Roden refers to the first year after surgery as the "honeymoon phase." During this time, you can’t help but lose the weight because of the size of your stomach. But when the weight loss slows down, there’s more room for old habits.
Cue the health coach. "The surgery might have taken care of the weight loss, but it doesn’t take care of maintaining it," explains Roden. "After that 'honeymoon phase,' it would be a good time to hire a coach to help you change the way you think and feel about food and exercise."
Your surgeon won’t be out of touch, though. Dr. Sowemimo says he’ll see a patient every three months in the first year and every six months in the second. After that, appointments continue yearly. More frequent appointments can be made if there are issues.
Seeking out a therapist is another option that many surgery recipients find beneficial. Due to your reduced capacity to eat, it’s not uncommon to develop anxiety around social events and food. For some, dealing with the adjusted lifestyle can be overwhelming. A therapist can help you through these psychological complications of weight-loss surgery.

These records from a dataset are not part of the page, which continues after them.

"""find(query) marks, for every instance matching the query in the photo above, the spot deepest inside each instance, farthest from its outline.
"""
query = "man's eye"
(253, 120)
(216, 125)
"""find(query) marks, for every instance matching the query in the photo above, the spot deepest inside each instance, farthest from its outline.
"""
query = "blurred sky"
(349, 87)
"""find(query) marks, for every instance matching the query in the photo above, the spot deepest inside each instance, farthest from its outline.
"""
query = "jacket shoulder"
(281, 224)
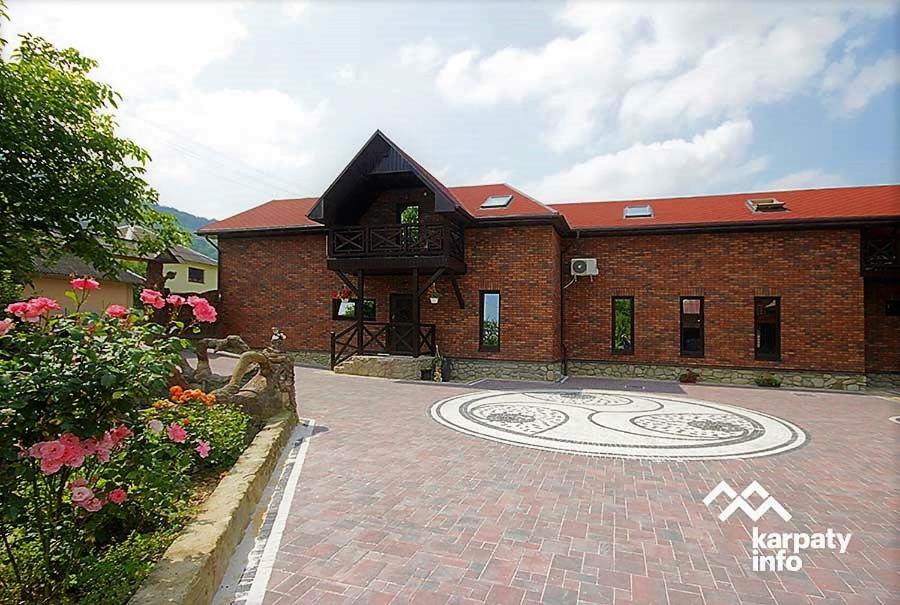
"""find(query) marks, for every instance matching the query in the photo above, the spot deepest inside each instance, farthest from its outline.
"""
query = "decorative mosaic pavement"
(624, 425)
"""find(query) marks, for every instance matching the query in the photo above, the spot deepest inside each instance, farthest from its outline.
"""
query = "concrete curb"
(191, 569)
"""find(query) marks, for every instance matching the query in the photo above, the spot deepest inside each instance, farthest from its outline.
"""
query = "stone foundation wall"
(886, 381)
(467, 370)
(790, 378)
(318, 359)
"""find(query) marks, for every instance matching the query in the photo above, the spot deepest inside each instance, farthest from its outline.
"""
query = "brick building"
(803, 284)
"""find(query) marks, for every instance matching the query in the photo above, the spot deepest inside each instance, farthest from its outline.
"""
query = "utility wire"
(269, 179)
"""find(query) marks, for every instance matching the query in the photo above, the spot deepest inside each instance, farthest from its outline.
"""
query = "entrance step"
(387, 366)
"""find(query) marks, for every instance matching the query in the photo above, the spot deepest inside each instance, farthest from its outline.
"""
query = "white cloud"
(661, 68)
(672, 167)
(142, 50)
(806, 179)
(870, 82)
(495, 175)
(422, 56)
(294, 9)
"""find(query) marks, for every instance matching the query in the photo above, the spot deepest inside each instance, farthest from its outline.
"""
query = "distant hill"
(191, 222)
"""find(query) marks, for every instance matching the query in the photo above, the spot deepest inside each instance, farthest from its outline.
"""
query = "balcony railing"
(382, 338)
(409, 240)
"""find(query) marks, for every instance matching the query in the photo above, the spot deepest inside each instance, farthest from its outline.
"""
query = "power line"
(269, 179)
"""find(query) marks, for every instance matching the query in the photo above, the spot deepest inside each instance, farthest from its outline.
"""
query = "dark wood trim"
(434, 277)
(612, 336)
(681, 350)
(457, 291)
(776, 356)
(481, 346)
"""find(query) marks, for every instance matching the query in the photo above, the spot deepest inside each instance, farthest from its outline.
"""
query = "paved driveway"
(395, 507)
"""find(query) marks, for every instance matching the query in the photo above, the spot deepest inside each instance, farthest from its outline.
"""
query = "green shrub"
(768, 380)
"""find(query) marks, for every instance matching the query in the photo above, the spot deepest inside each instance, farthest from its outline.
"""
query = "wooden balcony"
(377, 338)
(400, 246)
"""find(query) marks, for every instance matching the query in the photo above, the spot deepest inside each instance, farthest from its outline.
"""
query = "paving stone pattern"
(393, 507)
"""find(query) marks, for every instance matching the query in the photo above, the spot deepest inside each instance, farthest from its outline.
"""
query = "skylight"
(638, 212)
(497, 201)
(766, 204)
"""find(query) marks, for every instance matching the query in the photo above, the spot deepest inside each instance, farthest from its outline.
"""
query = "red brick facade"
(283, 280)
(816, 274)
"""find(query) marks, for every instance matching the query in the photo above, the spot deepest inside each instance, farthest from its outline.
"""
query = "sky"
(239, 103)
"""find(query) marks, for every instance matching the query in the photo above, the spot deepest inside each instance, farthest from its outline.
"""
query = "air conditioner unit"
(584, 266)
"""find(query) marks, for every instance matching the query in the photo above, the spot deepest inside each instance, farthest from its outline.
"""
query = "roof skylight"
(638, 212)
(497, 201)
(765, 204)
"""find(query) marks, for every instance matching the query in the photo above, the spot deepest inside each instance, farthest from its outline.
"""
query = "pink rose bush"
(93, 454)
(34, 309)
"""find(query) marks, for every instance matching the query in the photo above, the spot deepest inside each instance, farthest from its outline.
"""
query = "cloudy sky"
(241, 103)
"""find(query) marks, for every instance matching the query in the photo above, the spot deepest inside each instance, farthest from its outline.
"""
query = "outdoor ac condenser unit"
(584, 266)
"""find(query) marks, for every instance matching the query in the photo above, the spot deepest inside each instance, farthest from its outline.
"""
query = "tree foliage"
(67, 182)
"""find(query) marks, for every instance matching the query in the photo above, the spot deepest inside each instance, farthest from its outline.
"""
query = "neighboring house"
(801, 283)
(53, 281)
(194, 272)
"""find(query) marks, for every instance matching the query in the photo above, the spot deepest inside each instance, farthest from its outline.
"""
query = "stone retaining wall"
(886, 381)
(467, 370)
(318, 359)
(790, 378)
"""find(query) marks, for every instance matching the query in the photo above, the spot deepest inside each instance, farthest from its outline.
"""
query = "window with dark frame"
(622, 325)
(767, 327)
(691, 311)
(489, 321)
(347, 310)
(196, 276)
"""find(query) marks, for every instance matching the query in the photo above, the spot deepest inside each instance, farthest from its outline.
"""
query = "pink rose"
(176, 433)
(81, 494)
(32, 310)
(118, 496)
(93, 505)
(203, 310)
(117, 311)
(84, 283)
(152, 298)
(202, 449)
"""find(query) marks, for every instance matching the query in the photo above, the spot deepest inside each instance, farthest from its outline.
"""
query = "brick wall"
(815, 272)
(284, 281)
(882, 331)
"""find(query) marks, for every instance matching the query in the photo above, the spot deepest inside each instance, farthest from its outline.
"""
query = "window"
(347, 310)
(623, 325)
(497, 201)
(637, 212)
(766, 204)
(691, 326)
(196, 275)
(767, 321)
(489, 322)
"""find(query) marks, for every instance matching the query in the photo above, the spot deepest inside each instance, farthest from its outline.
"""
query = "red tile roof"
(806, 205)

As for the most important member of the post-op team? That would be you.
It’s Just the Beginning
From now on, everything you do will make a huge difference. Sure, you already made a life-changing choice, but it won’t be the only one you make. With the drastic change of surgery comes the drastic change of lifelong habits.
"You think when you have the surgery that you will never have to think about dieting again, but that's not true," says Roden. "If you eat poorly—even in small portions—the weight will slowly start to creep up. Without lifestyle changes, the weight will most certainly come back on."
Let’s say it again, friends: lifestyle changes. The importance doesn’t change after surgery, emphasizing again its role as a tool.
Holloman adds, "It is a life-changing surgery, but it isn’t an easy way out. You have to work to make sure you don’t fall back into old habits."
Take a tip from Brianna, who lives a busy lifestyle like many of us. Despite working two jobs, spending time with her husband, caring for her pup and maintaining a social life, she treats healthy habits as a non-negotiable component.
"[All of] this makes meal prep very important. Eating fast food can’t be my go-to anymore, so I have to have snacks and meals with me when I leave the house," she explains. "I use my 30-minute lunch break to take a walk, and have worked the gym into my regular routine." Reevaluating those old habits that led to your weight gain in the first place is paramount in refocusing and realigning your life for post-surgery success. Without a shift in your mindset and daily routine, you're no better off than you were before the surgery.
How to Set Yourself up for Success
A support team is essential, but it starts with yourself.
Asking questions is right up there with support. It doesn’t matter if you’re in the pre- or post-op stage—just ask questions.
Luke, who is still coming to terms with his procedure, understands this concept well. "Now, I see that I needed more counseling before surgery. The team was great, don’t get me wrong. It was me. I never really asked questions or expressed concerns, and I’ve been struggling with compliance for the past two years [since surgery]", he says. "I constantly don’t feel well, but I know it’s on me to focus on habits. Sometimes, I wonder if I should have just waited first."
Once you decide to have surgery, you’ll have to work harder than ever before. And as long as you put in the work, it can be a life-saving tool in the face of the comorbidities of obesity.
"Long-term weight loss for any of us will only come from changing our habits and the way we think about food and exercise," explains Roden. "Eat to live, not live to eat!"
Brianna echoes a similar thought. "Having a smaller stomach won't keep your car from driving to a fast food restaurant or eating absolute junk. It won't wake you up at 5:45 a.m. to go to the gym, and it won't portion out your food for you." That’s all on you.